It is largely the story of unconventional, free-thinking women, some from Manhattan high society, many Jewish, who crossed race lines and defied social conventions to become a part of the culture and heartbeat of Harlem. New York City in the Jazz Age was host to a pulsating artistic and social revolution. Uptown, an unprecedented explosion in black music, literature, dance, and art sparked the Harlem Renaissance. While the history of this African-American awakening has been widely explored, one chapter remains untold: the story of a group of women collectively dubbed "Miss Anne."

Sexualized and sensationalized in the mainstream press—portrayed as monstrous or insane—Miss Anne was sometimes derided within her chosen community of Harlem as well.
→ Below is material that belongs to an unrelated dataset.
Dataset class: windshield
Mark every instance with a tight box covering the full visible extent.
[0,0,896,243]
While it was socially acceptable for white men to head uptown for "exotic" dancers and "hot" jazz, white women who were enthralled by life on West 125th Street took chances. Miss Anne in Harlemintroduces these women—many from New York's wealthiest social echelons—who became patrons of, and romantic participants in, the Harlem Renaissance. They include Barnard College founder Annie Nathan Meyer, Texas heiress Josephine Cogdell Schuyler, British activist Nancy Cunard, philanthropist Charlotte Osgood Mason, educator Lillian E. Wood, and novelist Fannie Hurst—all women of accomplishment and renown in their day. Yet their contributions as hostesses, editors, activists, patrons, writers, friends, and lovers often went unacknowledged and have been lost to history until now.